Sober again, Boy prepared to pull himself back in at the right time. He could sense the automatic mechanism of the contraption beginning to turn the heavy brass cogs in reverse as the two halves of the box drew back together. He felt the boxes bump gently. His cue. He panicked and whipped his legs back inside just as Valerian stepped out of the other half of the device. Boy timed it perfectly and now, cramped back in the box, breathed as deep a breath as he could. He felt the machine being trundled offstage. The stage was being cleared for the finale while Valerian took the applause of the crowd.
Offstage, Boy pushed the lid of the cabinet up with his head until there was enough space to lift it with his hands.
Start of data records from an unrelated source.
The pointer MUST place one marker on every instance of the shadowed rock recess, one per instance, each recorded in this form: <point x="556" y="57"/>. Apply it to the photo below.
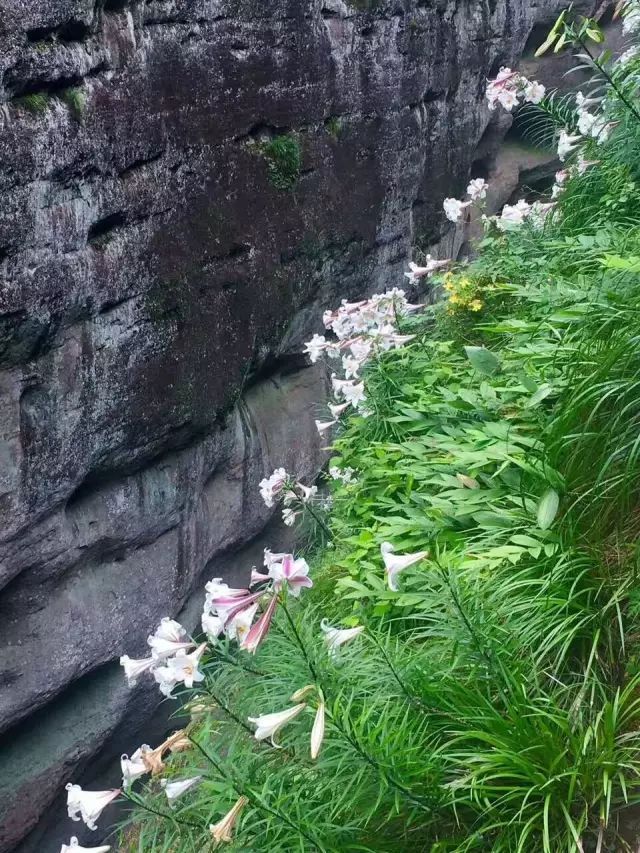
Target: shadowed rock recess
<point x="183" y="185"/>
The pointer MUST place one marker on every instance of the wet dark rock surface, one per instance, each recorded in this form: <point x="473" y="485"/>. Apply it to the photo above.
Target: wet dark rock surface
<point x="184" y="184"/>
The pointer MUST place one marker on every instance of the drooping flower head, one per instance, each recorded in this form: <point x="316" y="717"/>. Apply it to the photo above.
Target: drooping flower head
<point x="74" y="847"/>
<point x="222" y="831"/>
<point x="292" y="573"/>
<point x="396" y="563"/>
<point x="268" y="725"/>
<point x="88" y="805"/>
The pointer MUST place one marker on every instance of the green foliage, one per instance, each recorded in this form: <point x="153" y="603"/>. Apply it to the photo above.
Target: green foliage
<point x="36" y="103"/>
<point x="334" y="126"/>
<point x="493" y="702"/>
<point x="284" y="160"/>
<point x="76" y="100"/>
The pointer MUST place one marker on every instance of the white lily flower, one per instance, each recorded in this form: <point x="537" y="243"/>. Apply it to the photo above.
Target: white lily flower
<point x="396" y="563"/>
<point x="477" y="189"/>
<point x="534" y="92"/>
<point x="222" y="830"/>
<point x="354" y="393"/>
<point x="162" y="649"/>
<point x="238" y="627"/>
<point x="268" y="725"/>
<point x="181" y="668"/>
<point x="173" y="790"/>
<point x="315" y="347"/>
<point x="169" y="629"/>
<point x="134" y="668"/>
<point x="306" y="492"/>
<point x="324" y="426"/>
<point x="88" y="805"/>
<point x="133" y="768"/>
<point x="453" y="208"/>
<point x="74" y="847"/>
<point x="513" y="215"/>
<point x="270" y="487"/>
<point x="337" y="410"/>
<point x="270" y="558"/>
<point x="566" y="144"/>
<point x="294" y="573"/>
<point x="317" y="732"/>
<point x="336" y="637"/>
<point x="351" y="367"/>
<point x="360" y="349"/>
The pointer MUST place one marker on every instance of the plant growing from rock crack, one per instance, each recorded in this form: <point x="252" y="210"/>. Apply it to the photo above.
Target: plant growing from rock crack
<point x="284" y="160"/>
<point x="76" y="99"/>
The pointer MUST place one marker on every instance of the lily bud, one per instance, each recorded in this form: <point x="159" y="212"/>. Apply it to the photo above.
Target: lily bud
<point x="317" y="732"/>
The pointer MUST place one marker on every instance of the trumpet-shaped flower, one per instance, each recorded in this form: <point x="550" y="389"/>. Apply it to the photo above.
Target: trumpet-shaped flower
<point x="152" y="758"/>
<point x="260" y="629"/>
<point x="453" y="208"/>
<point x="270" y="558"/>
<point x="183" y="668"/>
<point x="294" y="573"/>
<point x="477" y="189"/>
<point x="567" y="143"/>
<point x="315" y="347"/>
<point x="74" y="847"/>
<point x="317" y="732"/>
<point x="337" y="410"/>
<point x="238" y="627"/>
<point x="162" y="649"/>
<point x="216" y="589"/>
<point x="354" y="393"/>
<point x="173" y="790"/>
<point x="336" y="637"/>
<point x="534" y="92"/>
<point x="351" y="367"/>
<point x="134" y="668"/>
<point x="270" y="487"/>
<point x="133" y="768"/>
<point x="360" y="349"/>
<point x="268" y="725"/>
<point x="306" y="493"/>
<point x="169" y="637"/>
<point x="513" y="215"/>
<point x="169" y="629"/>
<point x="88" y="805"/>
<point x="221" y="831"/>
<point x="396" y="563"/>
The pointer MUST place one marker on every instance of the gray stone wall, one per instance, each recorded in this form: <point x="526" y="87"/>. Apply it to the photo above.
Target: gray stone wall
<point x="183" y="185"/>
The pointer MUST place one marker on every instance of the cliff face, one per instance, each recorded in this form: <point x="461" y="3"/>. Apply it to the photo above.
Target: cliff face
<point x="183" y="183"/>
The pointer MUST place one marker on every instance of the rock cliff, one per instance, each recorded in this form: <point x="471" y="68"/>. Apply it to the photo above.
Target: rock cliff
<point x="183" y="185"/>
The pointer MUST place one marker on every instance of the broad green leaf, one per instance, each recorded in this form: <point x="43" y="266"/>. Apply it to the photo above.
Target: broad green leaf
<point x="483" y="360"/>
<point x="617" y="262"/>
<point x="541" y="394"/>
<point x="546" y="44"/>
<point x="548" y="509"/>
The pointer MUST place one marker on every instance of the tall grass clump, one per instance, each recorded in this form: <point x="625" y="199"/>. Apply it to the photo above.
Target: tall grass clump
<point x="458" y="668"/>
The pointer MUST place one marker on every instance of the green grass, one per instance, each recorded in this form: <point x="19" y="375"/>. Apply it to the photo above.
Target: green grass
<point x="284" y="160"/>
<point x="493" y="703"/>
<point x="76" y="99"/>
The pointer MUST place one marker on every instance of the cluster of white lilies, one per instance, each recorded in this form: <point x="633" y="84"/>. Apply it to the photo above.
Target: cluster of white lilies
<point x="361" y="331"/>
<point x="175" y="659"/>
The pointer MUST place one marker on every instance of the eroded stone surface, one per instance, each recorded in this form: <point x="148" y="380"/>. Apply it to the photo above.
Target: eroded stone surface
<point x="151" y="264"/>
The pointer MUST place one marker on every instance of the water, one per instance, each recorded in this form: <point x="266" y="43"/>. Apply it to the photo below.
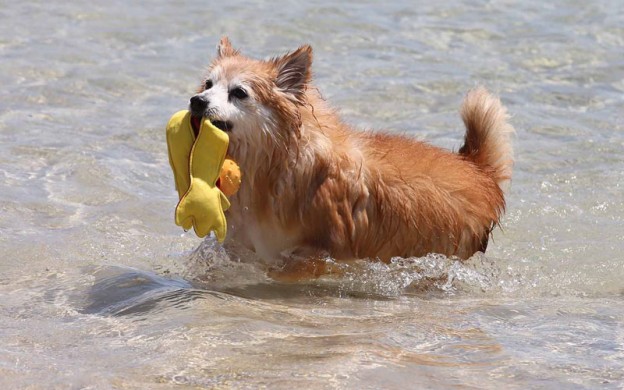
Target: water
<point x="100" y="289"/>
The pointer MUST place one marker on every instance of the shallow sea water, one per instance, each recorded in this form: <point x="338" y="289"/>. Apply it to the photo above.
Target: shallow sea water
<point x="99" y="288"/>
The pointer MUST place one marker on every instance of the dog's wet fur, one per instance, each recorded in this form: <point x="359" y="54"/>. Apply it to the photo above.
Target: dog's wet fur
<point x="314" y="186"/>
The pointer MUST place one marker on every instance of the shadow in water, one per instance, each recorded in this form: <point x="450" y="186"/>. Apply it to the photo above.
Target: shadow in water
<point x="122" y="291"/>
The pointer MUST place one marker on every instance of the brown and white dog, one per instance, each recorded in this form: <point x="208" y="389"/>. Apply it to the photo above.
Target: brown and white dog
<point x="313" y="185"/>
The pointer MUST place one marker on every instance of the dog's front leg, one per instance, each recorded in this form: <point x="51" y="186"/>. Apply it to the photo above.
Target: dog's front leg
<point x="304" y="263"/>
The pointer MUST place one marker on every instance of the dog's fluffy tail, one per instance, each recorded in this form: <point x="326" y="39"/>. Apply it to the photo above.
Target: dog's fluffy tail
<point x="488" y="135"/>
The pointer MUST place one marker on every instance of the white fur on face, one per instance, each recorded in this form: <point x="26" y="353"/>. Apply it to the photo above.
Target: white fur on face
<point x="248" y="116"/>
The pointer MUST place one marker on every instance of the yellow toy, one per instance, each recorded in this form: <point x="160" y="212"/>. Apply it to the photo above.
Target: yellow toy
<point x="199" y="166"/>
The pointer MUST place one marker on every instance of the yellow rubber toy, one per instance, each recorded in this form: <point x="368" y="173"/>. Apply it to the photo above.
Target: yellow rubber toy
<point x="197" y="165"/>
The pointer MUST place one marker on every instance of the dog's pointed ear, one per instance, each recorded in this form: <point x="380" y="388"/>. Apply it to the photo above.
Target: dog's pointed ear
<point x="293" y="71"/>
<point x="225" y="49"/>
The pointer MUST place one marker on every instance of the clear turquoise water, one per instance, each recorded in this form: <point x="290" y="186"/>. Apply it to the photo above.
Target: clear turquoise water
<point x="100" y="289"/>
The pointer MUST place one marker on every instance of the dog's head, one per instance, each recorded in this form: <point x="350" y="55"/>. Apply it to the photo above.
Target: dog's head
<point x="255" y="101"/>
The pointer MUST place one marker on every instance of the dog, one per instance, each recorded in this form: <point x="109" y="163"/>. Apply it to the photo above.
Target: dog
<point x="313" y="186"/>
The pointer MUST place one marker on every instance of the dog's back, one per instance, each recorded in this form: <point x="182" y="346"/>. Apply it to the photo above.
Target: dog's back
<point x="312" y="182"/>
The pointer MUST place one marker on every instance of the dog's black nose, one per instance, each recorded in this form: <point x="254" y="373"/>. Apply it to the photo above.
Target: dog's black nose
<point x="199" y="104"/>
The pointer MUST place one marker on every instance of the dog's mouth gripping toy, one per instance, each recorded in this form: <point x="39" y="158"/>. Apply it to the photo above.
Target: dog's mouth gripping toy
<point x="204" y="176"/>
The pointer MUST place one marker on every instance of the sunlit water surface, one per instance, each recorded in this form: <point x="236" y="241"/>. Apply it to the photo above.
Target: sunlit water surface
<point x="100" y="289"/>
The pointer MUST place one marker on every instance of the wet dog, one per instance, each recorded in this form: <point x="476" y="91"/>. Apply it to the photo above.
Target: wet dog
<point x="314" y="186"/>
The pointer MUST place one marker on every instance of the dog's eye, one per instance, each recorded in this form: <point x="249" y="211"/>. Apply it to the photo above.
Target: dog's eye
<point x="239" y="93"/>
“Out you come, then,” said a stagehand.
Boy took the man’s hand gratefully, his legs still not working properly. He climbed out and stood for a moment in the wings, rubbing his sore calves and watching as Valerian began his grand finale.
The Fairyland Vanishing Illusion.
Boy was not needed for this part of the act. He watched Valerian from the side of the stage.
How many times has he done this? Boy wondered. He had forgotten how long he had been working for Valerian, but it was years. Boy could only guess at how many thousand times he had hidden in boxes, pulled levers, set off thunder flashes and opened trapdoors. He helped Valerian with trick after trick, week after week in the Great Theater, which was as much of a home as anywhere to Boy. In recent years he had probably spent as much time in the theater as he had in his room in Valerian’s house, known as the Yellow House, back in the Old Quarter.